HESI LPN
Pediatric Practice Exam HESI
1. While caring for a 5-year-old child hospitalized for the treatment of acute lymphoblastic leukemia (ALL), what is the priority nursing intervention?
- A. Administering antibiotics
- B. Preventing infection
- C. Providing nutritional support
- D. Managing pain
Correct answer: B
Rationale: The priority nursing intervention for a child with acute lymphoblastic leukemia (ALL) is preventing infection due to their compromised immune system.

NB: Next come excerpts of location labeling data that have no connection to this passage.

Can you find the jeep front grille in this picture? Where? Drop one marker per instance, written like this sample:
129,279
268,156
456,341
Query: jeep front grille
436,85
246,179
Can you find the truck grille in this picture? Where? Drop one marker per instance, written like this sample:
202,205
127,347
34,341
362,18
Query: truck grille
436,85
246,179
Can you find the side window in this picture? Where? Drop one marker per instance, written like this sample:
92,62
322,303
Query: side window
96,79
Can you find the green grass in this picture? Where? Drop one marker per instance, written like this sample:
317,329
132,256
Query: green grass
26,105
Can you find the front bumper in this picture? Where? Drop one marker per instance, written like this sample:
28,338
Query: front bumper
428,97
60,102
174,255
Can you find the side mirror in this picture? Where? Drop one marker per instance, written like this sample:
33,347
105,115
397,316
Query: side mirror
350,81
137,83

Children undergoing treatment for ALL are highly susceptible to infections, making infection prevention crucial for the child's well-being and treatment success. Administering antibiotics, though important in specific cases, is not the priority in this scenario. Providing nutritional support and managing pain are significant aspects of care but take a back seat to infection prevention in this situation.

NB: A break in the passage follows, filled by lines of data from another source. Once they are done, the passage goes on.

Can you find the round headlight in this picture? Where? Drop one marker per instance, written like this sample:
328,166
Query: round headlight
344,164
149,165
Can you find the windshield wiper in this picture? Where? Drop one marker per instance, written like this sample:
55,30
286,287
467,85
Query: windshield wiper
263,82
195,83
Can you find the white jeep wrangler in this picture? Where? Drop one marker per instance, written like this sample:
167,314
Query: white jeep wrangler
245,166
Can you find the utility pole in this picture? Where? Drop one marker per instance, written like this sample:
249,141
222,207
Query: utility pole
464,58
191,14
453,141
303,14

2. What is the priority nursing intervention for a child with a diagnosis of acute lymphoblastic leukemia (ALL) receiving chemotherapy?
- A. Preventing infection
- B. Administering chemotherapy
- C. Providing nutritional support
- D. Monitoring fluid intake
Correct answer: A
Rationale: The correct answer is A: Preventing infection. When caring for a child with acute lymphoblastic leukemia (ALL) undergoing chemotherapy, the top priority is to prevent infection. Chemotherapy suppresses the immune system, making the child more susceptible to infections. By implementing infection control measures such as hand hygiene, aseptic techniques, and environmental cleanliness, the nurse can help protect the child from potentially life-threatening infections. Administering chemotherapy (choice B) is important but not the priority over preventing infection. Providing nutritional support (choice C) and monitoring fluid intake (choice D) are essential aspects of care but take a back seat to preventing infection in this scenario.

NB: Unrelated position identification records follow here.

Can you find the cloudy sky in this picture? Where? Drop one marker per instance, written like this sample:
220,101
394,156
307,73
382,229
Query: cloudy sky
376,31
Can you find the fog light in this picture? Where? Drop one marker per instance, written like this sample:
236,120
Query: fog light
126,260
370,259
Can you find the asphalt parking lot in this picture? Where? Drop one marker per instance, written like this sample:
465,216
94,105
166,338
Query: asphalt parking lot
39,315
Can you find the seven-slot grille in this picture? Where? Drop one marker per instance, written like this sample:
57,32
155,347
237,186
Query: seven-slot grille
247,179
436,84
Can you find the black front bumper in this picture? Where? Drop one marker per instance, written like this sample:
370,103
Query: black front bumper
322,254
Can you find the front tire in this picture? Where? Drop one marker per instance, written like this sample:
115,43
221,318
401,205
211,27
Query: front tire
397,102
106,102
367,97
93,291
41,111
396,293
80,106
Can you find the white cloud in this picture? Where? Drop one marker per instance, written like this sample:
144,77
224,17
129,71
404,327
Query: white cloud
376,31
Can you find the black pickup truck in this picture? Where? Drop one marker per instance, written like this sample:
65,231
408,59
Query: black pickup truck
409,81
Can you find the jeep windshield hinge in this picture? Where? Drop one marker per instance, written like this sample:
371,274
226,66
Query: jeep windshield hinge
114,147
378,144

3. You are called to a residence for a "sick" 5-year-old child. When you arrive and begin your assessment, you note that the child is unconscious with a respiratory rate of 8 breaths/min and a heart rate of 50 beats/min. Management of this child should consist of
- A. 100% oxygen via a non-rebreathing mask and rapid transport
- B. positive pressure ventilations with a BVM device and rapid transport
- C. chest compressions, artificial ventilations, and rapid transport
- D. back blows and chest thrusts while attempting artificial ventilations
Correct answer: C
Rationale: In a pediatric patient with an unconscious state, a respiratory rate of 8 breaths/min, and a heart rate of 50 beats/min, the appropriate management involves chest compressions, artificial ventilations, and rapid transport. These signs indicate severe respiratory and circulatory compromise, requiring immediate intervention to support breathing and circulation. Choice A (100% oxygen via a non-rebreathing mask) is not sufficient in this critical situation as the child requires more than just oxygen supplementation. Choice B (positive pressure ventilations with a BVM device) may be needed, but chest compressions are crucial in this scenario due to the presence of bradycardia. Choice D (back blows and chest thrusts) are not indicated for an unconscious child with respiratory and circulatory compromise; instead, immediate chest compressions are necessary to provide circulatory support.
4. The nurse is reviewing the laboratory test results of a child with Addison's disease. What would the nurse expect to find?
- A. Hypernatremia
- B. Hyperkalemia
- C. Hyperglycemia
- D. Hypercalcemia
Correct answer: B
Rationale: In Addison's disease, adrenal insufficiency leads to decreased aldosterone production. The decreased aldosterone results in impaired sodium reabsorption and potassium excretion, leading to hyperkalemia. Hypernatremia (Choice A) is unlikely because sodium reabsorption is impaired. Hyperglycemia (Choice C) is not a typical lab finding in Addison's disease. Hypercalcemia (Choice D) is not associated with Addison's disease; rather, it can be seen in conditions like hyperparathyroidism.
5. A child with diabetes insipidus is being treated with vasopressin. The nurse would assess the child closely for signs and symptoms of which condition?
- A. Syndrome of inappropriate antidiuretic hormone (SIADH)
- B. Thyroid storm
- C. Cushing syndrome
- D. Vitamin D toxicity
Correct answer: A
Rationale: The correct answer is A: Syndrome of inappropriate antidiuretic hormone (SIADH). Vasopressin is a medication used to treat diabetes insipidus by increasing water reabsorption in the kidneys. However, an excessive dose of vasopressin can lead to water retention, causing SIADH, which is characterized by dilutional hyponatremia. Choices B, C, and D are incorrect. Thyroid storm is a severe form of hyperthyroidism characterized by increased metabolism and can lead to life-threatening complications. Cushing syndrome results from excess cortisol production and is characterized by weight gain, hypertension, and other features. Vitamin D toxicity occurs due to an overdose of vitamin D, leading to hypercalcemia and symptoms such as nausea, vomiting, and weakness.